Spending Multiplier and Economic Gaps

  • Key Formula:

    • Spending Multiplier = \frac{1}{MPS}
    • $MPS$: Marginal Propensity to Save.
  • Practical Example:

    • If there's a $50 billion gap and the multiplier is 5, the government only needs to spend \frac{50,000,000,000}{5} = 10,000,000,000 to close the gap.
  • Tax Multiplier:

    • Always one less than spending multiplier; typically around 4.

Investment Demand and Interest Rates

  • Investment Demand Relationship:
    • Firms are more likely to invest in machinery when interest rates are low.
    • High-interest rates deter investment due to increased borrowing costs.

Aggregate Supply

  • Short-run Aggregate Supply (SRAS):

    • Upward sloping due to sticky prices and wages which adjust slowly.
    • Short-run shifts are affected by cost of production changes (e.g., oil prices).
  • Long-run Aggregate Supply (LRAS):

    • Perfectly vertical as wages and prices adjust fully to reflect the economy’s potential output.
    • Long-run changes caused by increased resources and capital.

Government Intervention and Aggregate Demand

  • Shifting Aggregate Demand:

    • Government actions such as increasing spending or lowering interest rates aim to shift AD curves.
    • If deficit spending occurs, it raises interest rates and can shift the AD curve left, reducing investment.
  • Inflationary and Recessionary Gaps:

    • In inflation, government may raise taxes or cut spending to decrease AD.
    • During recession, stimulus payments can boost consumer demand by providing disposable income.
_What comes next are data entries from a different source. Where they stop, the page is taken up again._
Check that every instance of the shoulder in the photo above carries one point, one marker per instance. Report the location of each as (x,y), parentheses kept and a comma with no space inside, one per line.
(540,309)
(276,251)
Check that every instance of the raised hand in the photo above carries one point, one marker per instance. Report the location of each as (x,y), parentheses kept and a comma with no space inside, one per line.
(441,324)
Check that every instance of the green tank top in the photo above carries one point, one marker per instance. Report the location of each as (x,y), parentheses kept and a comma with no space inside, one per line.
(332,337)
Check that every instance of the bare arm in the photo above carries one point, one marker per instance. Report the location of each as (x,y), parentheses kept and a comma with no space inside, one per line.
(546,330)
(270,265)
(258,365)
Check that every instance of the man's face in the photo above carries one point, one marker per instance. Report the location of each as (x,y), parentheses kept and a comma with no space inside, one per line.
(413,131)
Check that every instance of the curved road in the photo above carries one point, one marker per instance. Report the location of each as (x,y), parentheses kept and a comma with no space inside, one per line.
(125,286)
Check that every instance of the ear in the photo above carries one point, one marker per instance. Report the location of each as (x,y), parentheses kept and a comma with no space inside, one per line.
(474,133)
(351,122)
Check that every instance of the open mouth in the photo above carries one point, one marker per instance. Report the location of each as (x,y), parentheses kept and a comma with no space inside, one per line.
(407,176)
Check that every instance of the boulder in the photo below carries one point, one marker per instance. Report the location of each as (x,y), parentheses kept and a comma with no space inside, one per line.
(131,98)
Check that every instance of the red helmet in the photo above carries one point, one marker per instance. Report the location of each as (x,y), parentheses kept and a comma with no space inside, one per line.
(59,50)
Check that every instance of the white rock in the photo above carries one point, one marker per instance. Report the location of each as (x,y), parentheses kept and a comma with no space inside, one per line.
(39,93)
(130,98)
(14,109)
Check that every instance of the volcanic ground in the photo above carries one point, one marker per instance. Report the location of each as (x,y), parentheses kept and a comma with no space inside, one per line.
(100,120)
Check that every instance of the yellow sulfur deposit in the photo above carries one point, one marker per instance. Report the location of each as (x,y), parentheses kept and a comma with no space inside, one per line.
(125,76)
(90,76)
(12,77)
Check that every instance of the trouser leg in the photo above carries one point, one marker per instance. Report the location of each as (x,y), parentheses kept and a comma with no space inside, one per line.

Problems with Fiscal Policy

  • Lag Time Issues:

    • Recognition Lag: Time taken to identify economic trends (6 months for recession recognition).
    • Administrative Lag: Time taken for proposals to be enacted (bills going through Congress).
    • Operational Lag: Time taken to actually spend approved amounts (e.g., infrastructure projects).
  • Automatic Stabilizers:

    • Systems in place that automatically help stabilize the economy (e.g., unemployment benefits).
    • Allow individuals to spend, preventing a sharp drop in aggregate demand during downturns.
  • Discretionary Stabilizers:

    • Involves active changes in spending or taxes to influence the economy.